= Malcolm Deas =

English historian (1941–2023)

Malcolm Douglas Deas, OBE (24 April 1941 – 29 July 2023) was an English historian specialising in the study of Latin America in general and Colombia in particular. During the 1960s, he co-founded the Latin American Centre at St. Antony's College with Sir Raymond Carr and served as its director on numerous occasions. His tenure at Oxford University spanned nearly five decades until his retirement in 2008. During this time, he played a key role in expanding the Latin American collections at the Bodleian Library and taught distinguished Colombian historians, including Margarita Garrido, Jorge Orlando Melo, Eduardo Posada Carbó and Marco Palacios.

==Biography==
Malcolm Deas was born on 24 April 1941 in Charminster, Dorset, the son of Walter Malcolm Deas and Anne Findlay Pigé-Leschellas. His father died in 1946 whilst serving with the Royal Tank Regiment in Germany. He studied modern history at New College, Oxford, and went on to become a Fellow of All Souls College (1962 - 1966) and St Antony's College (1962 - 1966). He taught at Oxford University for nearly five decades until his retirement in 2008, as emeritus professor, while acting as one of the key figures at the Latin American Centre in Oxford, founded by Sir Raymond Carr in the 1960s.

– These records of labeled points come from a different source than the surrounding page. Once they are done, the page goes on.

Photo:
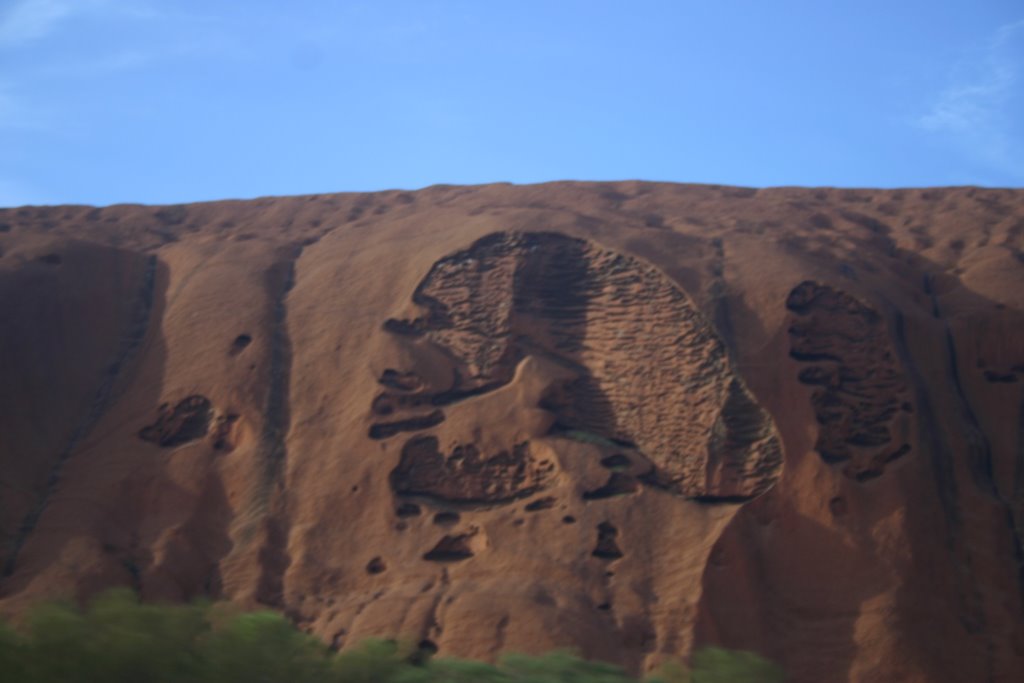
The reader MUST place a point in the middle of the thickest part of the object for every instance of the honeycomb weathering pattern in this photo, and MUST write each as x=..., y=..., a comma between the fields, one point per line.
x=860, y=392
x=650, y=371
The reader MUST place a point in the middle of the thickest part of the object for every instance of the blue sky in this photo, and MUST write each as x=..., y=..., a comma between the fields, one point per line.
x=162, y=101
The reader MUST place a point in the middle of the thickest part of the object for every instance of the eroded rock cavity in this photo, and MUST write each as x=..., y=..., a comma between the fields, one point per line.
x=649, y=371
x=860, y=395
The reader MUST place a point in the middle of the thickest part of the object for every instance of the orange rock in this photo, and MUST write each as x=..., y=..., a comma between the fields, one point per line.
x=628, y=418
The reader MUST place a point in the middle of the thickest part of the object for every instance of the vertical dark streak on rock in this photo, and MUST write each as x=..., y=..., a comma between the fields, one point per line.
x=102, y=398
x=1016, y=511
x=979, y=450
x=935, y=443
x=272, y=450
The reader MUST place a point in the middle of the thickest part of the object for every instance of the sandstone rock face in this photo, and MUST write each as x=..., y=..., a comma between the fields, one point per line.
x=628, y=418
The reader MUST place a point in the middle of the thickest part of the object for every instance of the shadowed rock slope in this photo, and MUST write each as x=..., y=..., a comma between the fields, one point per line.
x=628, y=418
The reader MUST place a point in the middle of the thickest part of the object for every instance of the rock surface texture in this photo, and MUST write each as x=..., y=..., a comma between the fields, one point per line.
x=631, y=418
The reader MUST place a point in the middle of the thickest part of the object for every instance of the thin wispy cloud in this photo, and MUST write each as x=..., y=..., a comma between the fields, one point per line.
x=979, y=109
x=26, y=22
x=29, y=20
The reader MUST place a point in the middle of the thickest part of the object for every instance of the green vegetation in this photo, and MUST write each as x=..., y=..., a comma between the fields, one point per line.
x=120, y=640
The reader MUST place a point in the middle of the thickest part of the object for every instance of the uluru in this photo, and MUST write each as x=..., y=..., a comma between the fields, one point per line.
x=632, y=419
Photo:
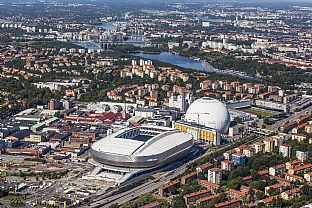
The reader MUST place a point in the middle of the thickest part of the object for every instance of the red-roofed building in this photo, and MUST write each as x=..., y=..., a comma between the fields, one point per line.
x=188, y=177
x=213, y=187
x=190, y=199
x=290, y=194
x=229, y=204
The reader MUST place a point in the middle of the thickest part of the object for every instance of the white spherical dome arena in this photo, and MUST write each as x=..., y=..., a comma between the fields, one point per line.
x=209, y=112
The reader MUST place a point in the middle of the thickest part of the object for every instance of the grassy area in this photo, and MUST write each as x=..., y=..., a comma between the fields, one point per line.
x=258, y=112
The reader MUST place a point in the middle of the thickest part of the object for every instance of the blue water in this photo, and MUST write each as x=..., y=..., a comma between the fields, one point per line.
x=181, y=61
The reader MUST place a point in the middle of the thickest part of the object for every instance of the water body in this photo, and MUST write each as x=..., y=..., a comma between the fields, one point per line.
x=190, y=63
x=178, y=60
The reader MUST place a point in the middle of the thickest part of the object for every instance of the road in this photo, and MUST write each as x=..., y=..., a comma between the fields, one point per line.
x=151, y=185
x=293, y=117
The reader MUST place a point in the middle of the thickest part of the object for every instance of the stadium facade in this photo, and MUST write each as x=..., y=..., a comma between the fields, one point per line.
x=142, y=147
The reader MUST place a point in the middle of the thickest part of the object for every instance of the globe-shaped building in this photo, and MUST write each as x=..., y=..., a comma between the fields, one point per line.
x=209, y=112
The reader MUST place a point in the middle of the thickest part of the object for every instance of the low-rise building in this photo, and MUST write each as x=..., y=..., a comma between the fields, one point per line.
x=190, y=199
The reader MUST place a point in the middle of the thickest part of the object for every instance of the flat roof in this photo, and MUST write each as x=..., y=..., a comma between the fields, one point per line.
x=163, y=141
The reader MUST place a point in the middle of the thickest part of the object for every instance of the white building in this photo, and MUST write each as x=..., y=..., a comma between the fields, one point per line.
x=215, y=175
x=181, y=102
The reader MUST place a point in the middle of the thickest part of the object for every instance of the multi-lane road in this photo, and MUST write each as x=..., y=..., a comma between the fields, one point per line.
x=149, y=186
x=293, y=117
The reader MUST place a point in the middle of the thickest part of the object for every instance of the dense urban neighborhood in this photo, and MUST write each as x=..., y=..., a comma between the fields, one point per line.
x=151, y=104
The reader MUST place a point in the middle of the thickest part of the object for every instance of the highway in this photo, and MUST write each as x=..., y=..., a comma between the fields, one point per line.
x=293, y=117
x=151, y=185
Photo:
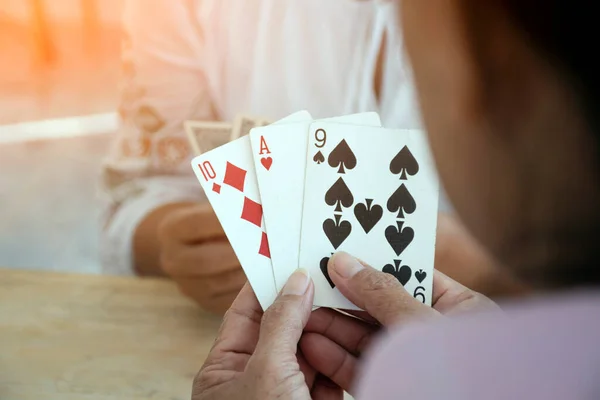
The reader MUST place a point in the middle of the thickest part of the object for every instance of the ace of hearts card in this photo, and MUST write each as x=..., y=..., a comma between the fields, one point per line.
x=372, y=192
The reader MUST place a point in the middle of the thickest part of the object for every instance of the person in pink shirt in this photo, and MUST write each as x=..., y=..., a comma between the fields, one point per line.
x=510, y=97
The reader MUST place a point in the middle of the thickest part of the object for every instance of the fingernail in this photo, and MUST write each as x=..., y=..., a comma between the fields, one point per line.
x=297, y=284
x=345, y=265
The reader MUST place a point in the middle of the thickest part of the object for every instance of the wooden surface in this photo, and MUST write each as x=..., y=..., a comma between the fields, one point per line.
x=92, y=337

It was in late 1963 when he embarked on his initial journeys to Colombia to delve into the early history of the Republic. During this first explorations, he collaborated with emerging historians like Luis Ospina Vásquez, Jaime Jaramillo Uribe, Germán Colmenares, and Jorge Orlando Melo. Since then Deas visited Colombia numerous times, residing there intermittently before acquiring Colombian nationality in 2008.

Deas was regarded as a pioneer of Colombian historiography, not just in the Global North but in Colombia itself. As a passionate admirer of stories and meticulous prose, Deas dedicated his career to constructing intricate and comprehensive interpretations of various facets of Colombian history. These included: the formation of institutions, the phenomenon of 'caciquismo,' the democratic model of the country, its tax history, the civil wars, the role of coffee in its economy, security policies, the interplay between local and national politics, and the origins and interpretations of violence, among numerous other topics. Deas's focus lay in developing historical analyses that transcended fatalism, challenging the prevailing notion of a 'violent culture' among Colombians and rejecting the belief that there was nothing more to be done to address these issues and arguing for solutions grounded in nuanced understandings His extensive publications on this topics appeared in books, academic journals and widely read publications such as New Statesman, The Listener, Spectator, London Review of Books, The Times, El Tiempo, and El Espectador.

Moreover, Deas was interested in Colombian literature and visual culture. According to the philosopher Sergio Jaramillo Caro, "Cómo se evapora un ejército" ["How an army evaporates"], by Ángel Cuervo, was one of his favorite books. As per the historian and politician Gustavo Bell Lemus, "although political history was the dominant theme of his academic production, he was also concerned with painting and photography as historical testimonies of the traditions of our people." For that, in 2010, he curated the exhibition "History of Colombia through Photography, 1842-2010" [Historia de Colombia a través de la fotografía, 1842 - 2010] at the Banco de la República, and he was also a regular visitor to second-hand bookstores in Bogotá, seeking old grammar texts written by grammarians such as Rufino José. Cuervo, and politicians like Miguel Antonio Caro, Santiago Pérez, Rafael Uribe Uribe, and José Manuel Marroquín.

In the words of Sergio Jaramillo Caro, "No one like him has brought to our attention the 'improbability of Colombia': "the fact that in isolated, vast, mountainous lands without ties to international trade, and therefore poor and with a 'hungry and meager' state, a Republic has taken root, and with all the difficulties, maintained a civilian government almost constantly and over time became a modern democracy."

In the context of the confrontation between the Colombian state and drug trafficking, particularly with Pablo Escobar Gaviria, between 1990 and 1994, Deas served as an advisor for the design of policies to reduce violence and strengthen security and defense during the administration of Colombian President César Gaviria Trujillo. His work there earned him the distinction of the Order of Boyacá and the Order of the British Empire. In addition, he was appointed as a member of the Order of Andrés Bello (Venezuela) and the Order of Merit (Ecuador). In 2008, he received an honorary doctorate from the University of the Andes in Bogotá, and Colombian citizenship. On that occasion, historian Gustavo Bell Lamus, then vice president of Colombia, referred to him as "a Colombian by knowledge, passion, and conviction.""

Moreover in 2008, during the government of Álvaro Uribe Vélez, he received the colombian nationality "for his outstanding academic contribution to the understanding of national reality". On that occasion, the Colombian economist Santiago Montenegro Trujillo referred to Deas as an "illustrious Colombian".

Malcolm Deas died on 29 July 2023, at the age of 82.